Ouf, el mouhim, il n’y a eu ni fatwa, ni intégristes ayant « échoué dans leur scolarité ».
Mais, en fait, que s’est-il vraiment passé à Taghit ?
Et bien c’est dans un article publié le lundi 31 décembre signé M. Nadjah, la correspondante à Bechar du quotidien El Watan qu’on a l’information : « Taghit (Béchar) : Des habitants protestent ».
« Des manifestants, au nombre d’une centaine, ont bloqué, avant-hier, la principale voie menant à Taghit, en érigeant des tentes et en campant à l’entrée de cette localité », lit-on dans l’article qui précise aussi que « toutes les voitures et autocars de touristes qui affluaient vers la petite oasis ont été empêchés d’y pénétrer ou d’en sortir ».
« Les protestataires ont saisi cette opportunité pour faire valoir des revendications à caractère socio-économique, affichant des banderoles à caractère revendicatif et exigeant la présence du wali pour lui remettre toute une liste de doléances ». Parmi les revendications citées par El Watan : le « transfert de l’assiette foncière qui leur a été attribuée et devant abriter un programme d’habitat rural vers un endroit réservé par les pouvoirs publics aux sites touristiques », « l’électrification et des forages sur un grand périmètre agricole côté nord de Taghit, qui aurait été oubliée depuis des années » et le raccordement au gaz de ville des « habitants des autres ksour de la périphérie » de Taghit.
Selon la correspondante d’El Watan, un responsable de la wilaya « a pris langue, vers 21h, avec les manifestants » et ces derniers « ont décidé de rouvrir la route à 22 h à la circulation, conditionnant la réouverture par la présence du wali le lendemain à midi (dimanche) ».
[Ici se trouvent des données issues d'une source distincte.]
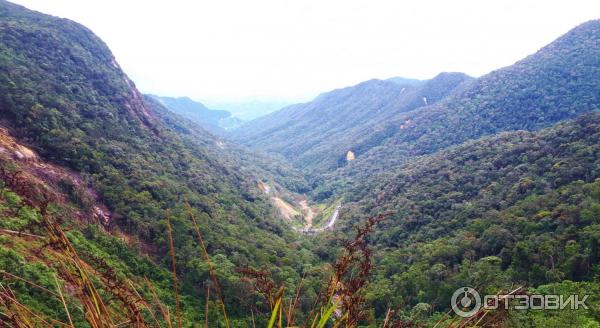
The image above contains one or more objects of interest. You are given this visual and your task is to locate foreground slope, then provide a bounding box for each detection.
[0,125,193,325]
[233,73,472,173]
[0,1,320,325]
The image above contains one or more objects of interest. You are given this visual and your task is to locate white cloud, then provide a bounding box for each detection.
[9,0,600,102]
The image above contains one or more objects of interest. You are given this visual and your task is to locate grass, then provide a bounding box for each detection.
[0,167,514,327]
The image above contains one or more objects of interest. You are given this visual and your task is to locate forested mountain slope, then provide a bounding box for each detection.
[144,95,311,194]
[233,72,472,173]
[1,0,600,326]
[236,20,600,200]
[322,19,600,195]
[0,1,320,325]
[317,113,600,325]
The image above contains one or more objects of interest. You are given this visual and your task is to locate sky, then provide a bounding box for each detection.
[9,0,600,107]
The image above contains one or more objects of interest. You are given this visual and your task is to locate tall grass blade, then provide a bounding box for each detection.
[267,297,282,328]
[54,274,74,327]
[145,277,172,328]
[317,299,340,328]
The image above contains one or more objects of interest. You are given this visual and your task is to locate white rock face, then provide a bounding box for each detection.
[346,150,356,161]
[94,206,111,226]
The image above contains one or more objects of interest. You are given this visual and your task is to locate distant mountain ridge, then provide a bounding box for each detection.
[150,95,243,133]
[385,76,424,86]
[233,72,472,173]
[234,20,600,199]
[203,98,297,121]
[325,19,600,193]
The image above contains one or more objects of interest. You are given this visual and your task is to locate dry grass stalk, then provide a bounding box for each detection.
[236,267,278,310]
[165,214,182,328]
[145,277,173,328]
[185,201,231,328]
[0,283,69,327]
[205,284,210,328]
[54,273,75,327]
[1,168,151,328]
[322,213,390,327]
[127,279,164,328]
[286,274,305,325]
[382,308,393,328]
[1,270,61,299]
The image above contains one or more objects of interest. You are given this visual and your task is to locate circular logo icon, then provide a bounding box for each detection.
[451,287,481,317]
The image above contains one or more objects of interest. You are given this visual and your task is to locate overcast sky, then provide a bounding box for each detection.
[10,0,600,103]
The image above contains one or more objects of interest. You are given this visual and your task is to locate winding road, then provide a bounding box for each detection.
[259,181,341,233]
[299,204,341,234]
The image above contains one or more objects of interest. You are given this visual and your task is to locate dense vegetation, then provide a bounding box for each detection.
[322,114,600,325]
[1,0,600,326]
[235,20,600,202]
[233,17,600,326]
[0,1,322,325]
[233,73,472,174]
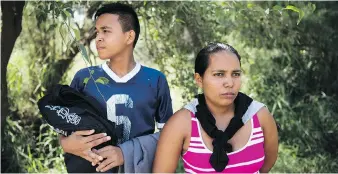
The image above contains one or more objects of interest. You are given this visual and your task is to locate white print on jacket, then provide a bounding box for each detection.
[45,105,81,125]
[106,94,133,144]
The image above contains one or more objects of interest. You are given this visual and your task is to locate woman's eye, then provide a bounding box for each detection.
[214,73,224,77]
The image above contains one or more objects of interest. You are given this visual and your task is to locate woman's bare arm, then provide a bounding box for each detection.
[153,109,191,173]
[258,107,279,173]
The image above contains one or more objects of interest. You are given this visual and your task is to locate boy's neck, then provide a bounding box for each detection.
[108,50,136,78]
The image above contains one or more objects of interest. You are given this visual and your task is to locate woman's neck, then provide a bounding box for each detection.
[205,97,235,119]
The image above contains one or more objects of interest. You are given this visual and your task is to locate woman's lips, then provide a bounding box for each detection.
[220,92,235,99]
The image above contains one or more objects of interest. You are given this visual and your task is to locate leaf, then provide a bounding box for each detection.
[48,3,53,10]
[61,11,67,20]
[55,7,60,17]
[285,5,300,13]
[284,5,304,25]
[65,8,74,17]
[95,77,110,85]
[79,44,89,63]
[47,24,58,32]
[63,10,71,18]
[297,9,305,25]
[312,3,316,12]
[73,28,80,40]
[41,86,46,92]
[265,8,270,15]
[247,3,254,8]
[175,18,185,24]
[83,77,89,84]
[59,23,68,46]
[273,5,283,11]
[90,70,94,74]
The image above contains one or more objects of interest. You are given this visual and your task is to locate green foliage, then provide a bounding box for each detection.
[2,116,66,173]
[3,1,94,172]
[272,143,338,172]
[235,2,338,172]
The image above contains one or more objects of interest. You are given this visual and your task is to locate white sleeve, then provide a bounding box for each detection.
[242,100,266,124]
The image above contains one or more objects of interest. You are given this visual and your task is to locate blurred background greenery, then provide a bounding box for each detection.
[1,1,337,173]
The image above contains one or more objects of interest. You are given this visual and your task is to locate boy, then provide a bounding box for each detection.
[59,2,173,172]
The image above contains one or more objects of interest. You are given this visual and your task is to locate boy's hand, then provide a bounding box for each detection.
[59,130,110,163]
[93,145,124,172]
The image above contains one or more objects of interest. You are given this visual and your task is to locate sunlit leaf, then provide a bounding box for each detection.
[73,28,80,40]
[284,5,304,25]
[83,77,89,84]
[79,44,89,63]
[265,8,270,15]
[247,3,254,8]
[95,77,109,85]
[63,10,71,18]
[285,5,300,13]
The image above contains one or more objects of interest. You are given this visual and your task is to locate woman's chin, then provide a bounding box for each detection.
[218,98,235,107]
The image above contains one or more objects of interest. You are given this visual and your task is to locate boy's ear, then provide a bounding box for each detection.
[126,30,135,45]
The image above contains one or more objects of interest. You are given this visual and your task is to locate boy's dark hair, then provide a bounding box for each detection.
[95,2,140,48]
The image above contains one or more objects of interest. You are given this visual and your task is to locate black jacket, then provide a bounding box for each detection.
[38,84,118,173]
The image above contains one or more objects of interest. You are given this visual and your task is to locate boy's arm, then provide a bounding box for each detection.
[155,74,173,130]
[118,132,160,173]
[69,69,85,91]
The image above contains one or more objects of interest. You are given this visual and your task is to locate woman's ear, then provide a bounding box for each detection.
[194,73,203,89]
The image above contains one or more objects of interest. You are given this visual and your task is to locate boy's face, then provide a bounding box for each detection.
[95,13,133,60]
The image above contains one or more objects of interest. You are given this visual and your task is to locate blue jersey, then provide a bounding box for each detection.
[70,63,173,144]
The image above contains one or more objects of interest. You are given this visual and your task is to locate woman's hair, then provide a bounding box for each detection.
[195,43,241,77]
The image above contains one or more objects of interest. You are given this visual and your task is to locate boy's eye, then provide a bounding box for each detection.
[232,72,241,77]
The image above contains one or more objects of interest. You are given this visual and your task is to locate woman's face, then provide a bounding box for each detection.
[195,50,242,107]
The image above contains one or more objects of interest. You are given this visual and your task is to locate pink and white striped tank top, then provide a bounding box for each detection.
[183,100,265,173]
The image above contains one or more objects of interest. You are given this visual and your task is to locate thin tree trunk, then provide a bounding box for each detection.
[1,1,25,173]
[1,0,25,136]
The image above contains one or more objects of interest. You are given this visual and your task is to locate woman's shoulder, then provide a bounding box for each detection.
[162,108,192,134]
[255,103,275,129]
[168,108,192,125]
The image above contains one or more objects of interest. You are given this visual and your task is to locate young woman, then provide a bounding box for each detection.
[153,43,278,173]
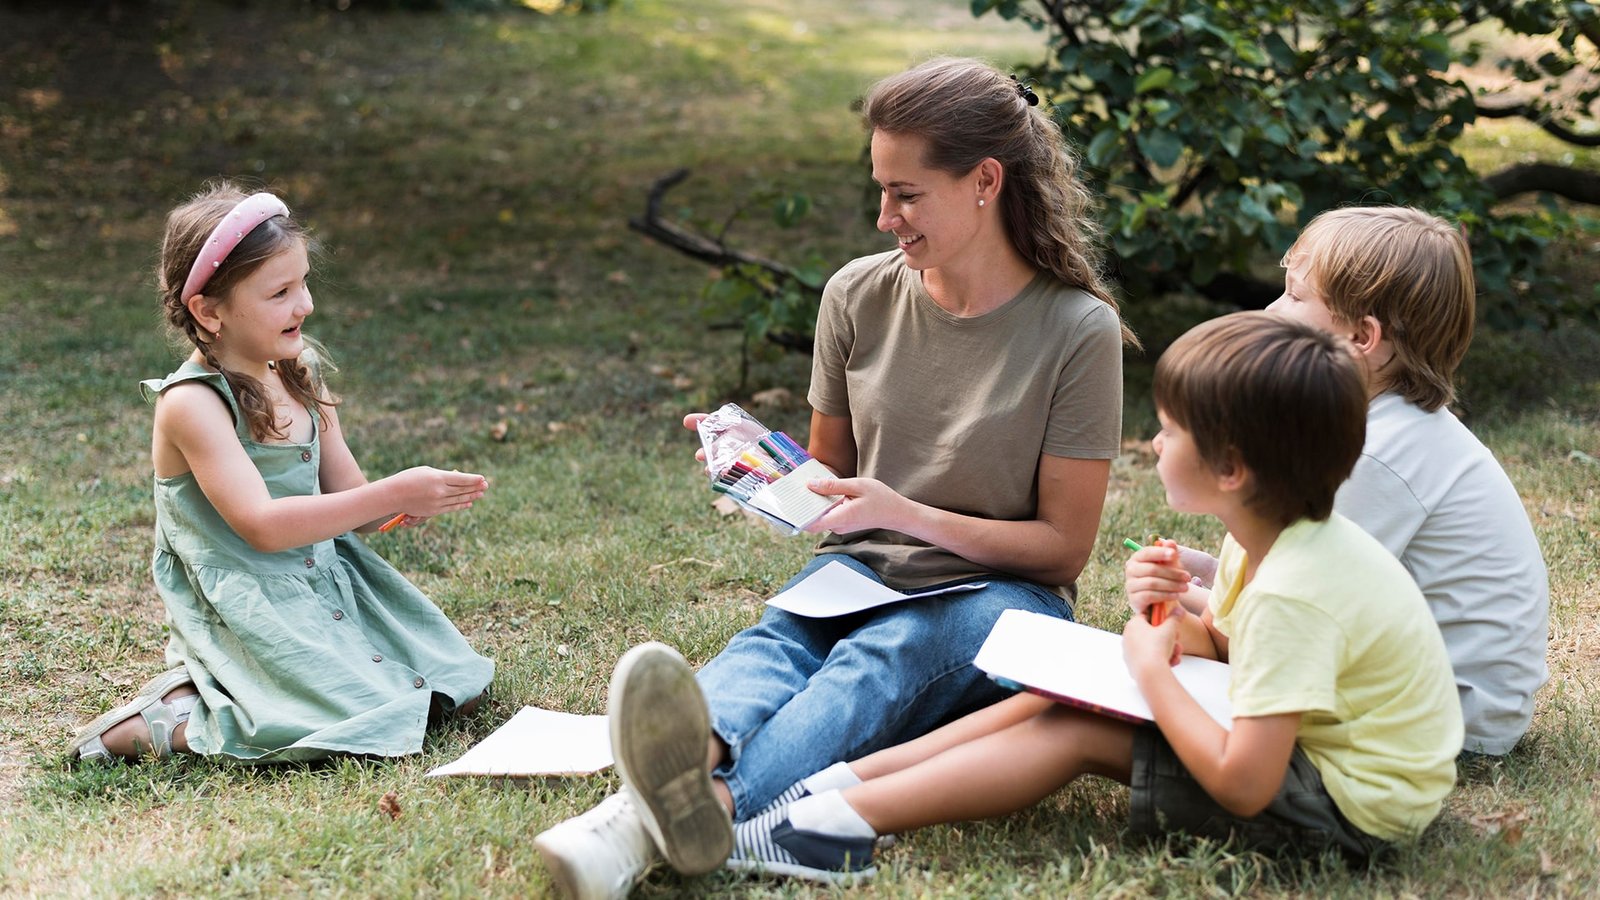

Qu’en est-il des « intégristes » ayant « échoué dans leur scolarité », et « manipulés par un imam (du coin) officiant dans la mosquée (du coin), cités à profusion dans les six journaux électroniques ?
« Il faut noter que le mouvement de protestation semble apparemment bien organisé, car bénéficiant de la solidarité des habitants qui se chargent de lui offrir des repas », conclu M. Nadjah d’El Watan.